個別の指数をみても、いずれも軒並み上昇しています。
[図表2]品目別消費者物価指数の比較(2010年/2025年) 出所:総務省「消費者物価指数」をもとに筆者作成
また、子育て世帯に大きな影響をおよぼしているのが住宅事情です。2025年8月、首都圏の新築分譲マンションの平均価格は1億325万円ですが、2010年当時の平均価格は約4,716万円。当時としても決して低くはない水準でしたが、15年のあいだに価格は2倍以上となり、いまでは「同じ広さ・同じ質」の住まいを手に入れることが難しくなっています。
つまり、たとえ保育料が無償となって「浮いたお金」ができたとしても、それだけで家庭に経済的なゆとりが生まれるわけではないのです。光熱費や食費、住居ローンに家賃、さらには教育費が、家計をじわじわ圧迫しています。
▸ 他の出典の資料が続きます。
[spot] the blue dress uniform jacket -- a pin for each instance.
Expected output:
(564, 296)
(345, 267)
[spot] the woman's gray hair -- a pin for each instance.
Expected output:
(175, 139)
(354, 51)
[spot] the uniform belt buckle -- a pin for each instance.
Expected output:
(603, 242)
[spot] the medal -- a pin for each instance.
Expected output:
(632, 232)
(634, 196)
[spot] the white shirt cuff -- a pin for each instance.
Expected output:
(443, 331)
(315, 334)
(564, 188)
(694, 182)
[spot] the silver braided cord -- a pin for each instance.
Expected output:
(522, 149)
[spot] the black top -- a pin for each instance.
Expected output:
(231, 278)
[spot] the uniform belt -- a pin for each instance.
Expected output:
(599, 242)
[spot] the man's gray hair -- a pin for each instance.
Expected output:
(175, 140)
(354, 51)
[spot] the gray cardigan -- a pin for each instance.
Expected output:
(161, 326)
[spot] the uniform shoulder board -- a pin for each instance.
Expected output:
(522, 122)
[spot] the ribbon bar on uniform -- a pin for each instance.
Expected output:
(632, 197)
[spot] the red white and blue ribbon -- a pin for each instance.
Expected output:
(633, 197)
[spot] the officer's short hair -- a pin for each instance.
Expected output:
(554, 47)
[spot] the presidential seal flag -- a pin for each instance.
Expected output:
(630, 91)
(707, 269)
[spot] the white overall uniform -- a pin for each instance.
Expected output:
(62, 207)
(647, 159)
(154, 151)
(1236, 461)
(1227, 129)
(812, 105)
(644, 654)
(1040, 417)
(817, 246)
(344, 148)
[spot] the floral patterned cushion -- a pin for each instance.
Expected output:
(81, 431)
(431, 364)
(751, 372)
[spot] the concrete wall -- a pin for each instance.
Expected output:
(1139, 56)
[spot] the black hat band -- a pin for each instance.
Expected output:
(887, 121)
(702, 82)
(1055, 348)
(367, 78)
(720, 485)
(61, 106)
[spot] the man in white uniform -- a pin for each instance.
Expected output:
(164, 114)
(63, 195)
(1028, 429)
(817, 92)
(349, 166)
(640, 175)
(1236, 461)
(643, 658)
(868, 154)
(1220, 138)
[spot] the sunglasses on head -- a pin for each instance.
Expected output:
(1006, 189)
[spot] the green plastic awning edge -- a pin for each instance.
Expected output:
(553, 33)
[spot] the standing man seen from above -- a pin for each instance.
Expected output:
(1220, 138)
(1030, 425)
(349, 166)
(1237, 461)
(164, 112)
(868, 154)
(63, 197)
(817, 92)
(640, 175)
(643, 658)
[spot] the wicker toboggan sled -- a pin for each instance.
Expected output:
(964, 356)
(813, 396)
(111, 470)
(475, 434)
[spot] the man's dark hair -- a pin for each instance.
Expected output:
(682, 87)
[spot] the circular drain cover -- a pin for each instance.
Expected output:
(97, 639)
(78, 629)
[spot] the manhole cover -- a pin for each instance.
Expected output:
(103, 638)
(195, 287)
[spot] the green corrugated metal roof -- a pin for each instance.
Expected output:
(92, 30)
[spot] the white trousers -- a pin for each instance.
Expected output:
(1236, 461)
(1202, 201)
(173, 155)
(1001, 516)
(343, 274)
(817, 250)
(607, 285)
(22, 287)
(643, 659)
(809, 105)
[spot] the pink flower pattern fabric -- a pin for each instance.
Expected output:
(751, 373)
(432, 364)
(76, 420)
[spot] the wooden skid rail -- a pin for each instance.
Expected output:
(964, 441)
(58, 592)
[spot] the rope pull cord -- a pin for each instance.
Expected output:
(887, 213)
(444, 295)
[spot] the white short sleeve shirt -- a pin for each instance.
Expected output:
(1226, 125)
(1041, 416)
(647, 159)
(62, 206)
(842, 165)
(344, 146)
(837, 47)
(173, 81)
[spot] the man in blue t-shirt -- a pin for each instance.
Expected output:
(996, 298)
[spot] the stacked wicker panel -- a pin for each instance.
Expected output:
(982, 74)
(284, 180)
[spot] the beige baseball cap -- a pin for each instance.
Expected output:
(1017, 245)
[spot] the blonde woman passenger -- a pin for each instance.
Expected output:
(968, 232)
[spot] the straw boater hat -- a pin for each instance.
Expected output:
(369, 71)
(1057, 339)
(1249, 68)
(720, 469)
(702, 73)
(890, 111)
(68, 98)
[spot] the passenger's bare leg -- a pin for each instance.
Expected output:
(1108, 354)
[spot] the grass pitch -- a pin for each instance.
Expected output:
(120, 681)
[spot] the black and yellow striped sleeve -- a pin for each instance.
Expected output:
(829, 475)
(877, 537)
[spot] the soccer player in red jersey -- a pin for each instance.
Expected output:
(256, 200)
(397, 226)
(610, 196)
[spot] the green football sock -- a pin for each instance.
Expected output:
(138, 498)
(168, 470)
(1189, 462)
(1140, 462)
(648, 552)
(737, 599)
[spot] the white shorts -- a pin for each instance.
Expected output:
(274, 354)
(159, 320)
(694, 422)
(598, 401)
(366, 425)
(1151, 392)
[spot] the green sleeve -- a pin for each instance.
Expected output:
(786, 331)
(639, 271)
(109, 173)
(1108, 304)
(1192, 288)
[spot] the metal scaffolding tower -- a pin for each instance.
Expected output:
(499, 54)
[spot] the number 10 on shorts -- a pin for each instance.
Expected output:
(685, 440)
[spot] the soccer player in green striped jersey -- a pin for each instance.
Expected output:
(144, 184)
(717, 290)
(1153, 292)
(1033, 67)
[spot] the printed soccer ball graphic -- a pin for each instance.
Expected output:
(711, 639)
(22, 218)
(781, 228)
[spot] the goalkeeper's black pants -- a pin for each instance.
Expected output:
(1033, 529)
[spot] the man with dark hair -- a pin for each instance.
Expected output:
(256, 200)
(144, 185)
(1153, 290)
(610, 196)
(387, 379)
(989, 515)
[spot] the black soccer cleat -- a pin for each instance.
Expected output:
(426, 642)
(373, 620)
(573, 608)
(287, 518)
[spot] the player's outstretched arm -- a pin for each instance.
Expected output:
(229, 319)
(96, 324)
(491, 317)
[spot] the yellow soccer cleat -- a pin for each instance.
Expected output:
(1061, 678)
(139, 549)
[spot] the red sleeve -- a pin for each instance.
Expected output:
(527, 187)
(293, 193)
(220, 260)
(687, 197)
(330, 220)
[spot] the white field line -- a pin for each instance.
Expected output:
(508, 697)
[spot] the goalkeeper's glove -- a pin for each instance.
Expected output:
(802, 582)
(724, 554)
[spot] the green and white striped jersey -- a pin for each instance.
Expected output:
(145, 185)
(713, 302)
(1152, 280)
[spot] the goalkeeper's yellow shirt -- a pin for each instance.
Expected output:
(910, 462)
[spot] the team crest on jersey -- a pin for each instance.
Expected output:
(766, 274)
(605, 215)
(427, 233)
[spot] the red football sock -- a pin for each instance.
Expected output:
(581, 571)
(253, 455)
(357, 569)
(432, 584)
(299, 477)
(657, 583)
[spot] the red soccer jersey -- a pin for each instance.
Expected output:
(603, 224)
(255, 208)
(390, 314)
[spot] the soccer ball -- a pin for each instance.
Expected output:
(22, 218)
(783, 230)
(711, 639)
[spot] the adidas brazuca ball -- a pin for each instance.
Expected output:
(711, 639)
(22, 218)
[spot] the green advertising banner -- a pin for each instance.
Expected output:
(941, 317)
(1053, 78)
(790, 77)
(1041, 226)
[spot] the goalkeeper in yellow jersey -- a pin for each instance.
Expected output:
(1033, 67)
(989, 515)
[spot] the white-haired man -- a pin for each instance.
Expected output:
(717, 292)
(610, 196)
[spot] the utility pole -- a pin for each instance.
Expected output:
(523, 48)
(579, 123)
保育料無償化は子育て支援という観点としては大きな一歩ですが、あくまで支援策のひとつであるという認識が必要です。子育て世帯に限らず、すべての世帯を取り巻く「生活全体のコスト増」にも目を向けなければなりません。
「私のころは保育料が高かったし、制度も整ってなくて本当に苦労した。だけど、いまは物価も上がってるし、教育費だって昔よりずっとかかる。結局、どの世代も違う形で苦労しているのかもしれない……じゃあ、結局なにも変わらないのかな」
保育料無償化は“無意味”なのか?
もちろん、今回の「第一子からの無償化」は、子育て世帯にとって大きな前進です。
仮に月5万円の保育料がゼロになれば、出産や育児に対する経済的・心理的なハードルが下がって「子どもを持とう」と思う人が増えるかもしれません。少子化対策としても、一定の効果が期待できるでしょう。
また、これまでは「子どもを持つことは各家庭の選択であり、費用負担も自己責任」という考えが根強くありました。しかし、少子化が社会全体の課題となっているいま、支援制度の整備は「社会全体で子育てを支える」方向への転換を示しています。
孤立しがちな子育て世帯にとって、大きな希望につながるのではないでしょうか。
「子育ての壁」を取り払うために
ただし、子どもを持つという選択を支えるのは、保育料の問題だけではありません。住宅費や教育費、働き方、どの世代にもなにかしら「子育ての壁」があるでしょう。保育料無償化は、その壁を一部取り払ったにすぎません。
それでも、こうした一歩一歩の積み重ねが、子どもを育てたいと思える社会につながっていくはずです。制度の先に、本当にそんな社会があるのか――。
私たち1人ひとりがその未来どう描き、どう行動していくのか。それこそが、これからの大きな課題なのではないでしょうか。